Совещаться с Воном оказалось затруднительно – не столько из-за стены охранников (хотя с теми тоже непросто было договориться), сколько из-за всякого рода специалистов и аналитиков, кормившихся с марсианских архивов, как птички колибри кормятся с цветков эритрины. Все они были почтенные ученые мужи и дамы, благонадежные в глазах ФБР и Министерства национальной безопасности; все они поклялись соблюдать (хотя бы до поры до времени) строгую секретность; всех их зачаровали огромные массивы марсианской мудрости, привезенные Воном на Землю, – цифровые данные, в совокупности являющие собой пять сотен томов по астрономии, биологии, математике, физике, медицине, истории и технологии, пять сотен томов по тысяче страниц, и на каждой знания, в значительной мере превосходящие знания землян. Запусти мы машину времени, привези в наш век все содержимое Александрийской библиотеки, и даже тогда не пробудили бы большего ажиотажа в ученом мире.
Время поджимало, и исследователи стремились закончить работу до официального заявления о прибытии марсианского посла. Федеральному правительству требовалась по меньшей мере черновая индексация архивов (почти все данные которых приводились на удобоваримом английском, но некоторые – марсианскими научными прописями), прежде чем зарубежные коллеги потребуют равноценного доступа к этим знаниям. Госдепартамент планировал издать и распространить выхолощенные копии архивов, исключив из них упоминания о потенциально ценных или опасных технологиях – или, на худой конец, представив «краткие описания», в то время как оригиналы лягут под гриф «совершенно секретно».
Ученое племя беспрестанно сражалось за доступ к марсианскому послу и ревностно его охраняло, ибо один лишь Вон умел интерпретировать марсианские тексты или прояснять имеющиеся в них лакуны. Несколько раз меня изгоняли из квартиры Вона до крайности любезные мужчины и женщины из «группы физики высоких энергий» или «группы молекулярной биологии», отстаивавшие свою условленную четверть часа наедине с марсианином. Вон время от времени знакомил меня с этими людьми, но никто из них не был рад меня видеть, а руководительница группы медицинских наук, узнав, что Вон избрал меня своим терапевтом, так растревожилась, что с ней едва не приключился приступ тахикардии.

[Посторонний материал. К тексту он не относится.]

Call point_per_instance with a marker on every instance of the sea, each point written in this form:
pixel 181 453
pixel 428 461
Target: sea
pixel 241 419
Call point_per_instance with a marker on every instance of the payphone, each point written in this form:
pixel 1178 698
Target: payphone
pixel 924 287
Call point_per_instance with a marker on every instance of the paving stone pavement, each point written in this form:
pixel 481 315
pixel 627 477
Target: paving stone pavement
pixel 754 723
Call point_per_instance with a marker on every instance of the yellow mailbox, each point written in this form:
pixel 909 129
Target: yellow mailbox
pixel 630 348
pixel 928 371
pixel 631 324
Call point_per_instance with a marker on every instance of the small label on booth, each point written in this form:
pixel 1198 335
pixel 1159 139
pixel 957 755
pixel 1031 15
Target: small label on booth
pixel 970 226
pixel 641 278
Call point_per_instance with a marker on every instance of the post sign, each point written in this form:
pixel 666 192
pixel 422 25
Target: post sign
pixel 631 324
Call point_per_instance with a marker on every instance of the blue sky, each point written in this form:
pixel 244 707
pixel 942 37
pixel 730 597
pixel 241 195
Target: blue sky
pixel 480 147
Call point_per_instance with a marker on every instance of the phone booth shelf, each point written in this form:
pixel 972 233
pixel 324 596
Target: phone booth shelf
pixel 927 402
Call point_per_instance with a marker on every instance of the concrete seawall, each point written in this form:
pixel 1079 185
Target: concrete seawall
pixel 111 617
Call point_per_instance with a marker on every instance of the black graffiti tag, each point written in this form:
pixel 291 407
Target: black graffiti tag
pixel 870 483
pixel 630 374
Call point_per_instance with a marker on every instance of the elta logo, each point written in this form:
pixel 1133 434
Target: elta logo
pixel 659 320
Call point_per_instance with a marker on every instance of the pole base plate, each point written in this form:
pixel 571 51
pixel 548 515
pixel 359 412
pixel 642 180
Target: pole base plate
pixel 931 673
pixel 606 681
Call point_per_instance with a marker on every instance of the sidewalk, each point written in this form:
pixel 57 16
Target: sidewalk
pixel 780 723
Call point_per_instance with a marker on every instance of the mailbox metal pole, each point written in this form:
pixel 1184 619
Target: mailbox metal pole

Джейс утешал ученых намеками, что я лишь часть «процесса социализации», болванчик, на котором Вон оттачивает свои земные манеры вне политического или научного контекста, а сам я пообещал командирше медкоманды, что не стану оказывать Вону никаких медицинских услуг без ее непосредственного вмешательства. Среди исследователей ходил слушок, что я, гражданский оппортунист, лестью и подлизыванием проложил себе путь в ближний круг Вона и, как только тот объявится на публике, наградой мне станет жирный контракт на книгу. Слушок сей возник самопроизвольно, но опровергать его мы не стали: он играл нам на руку.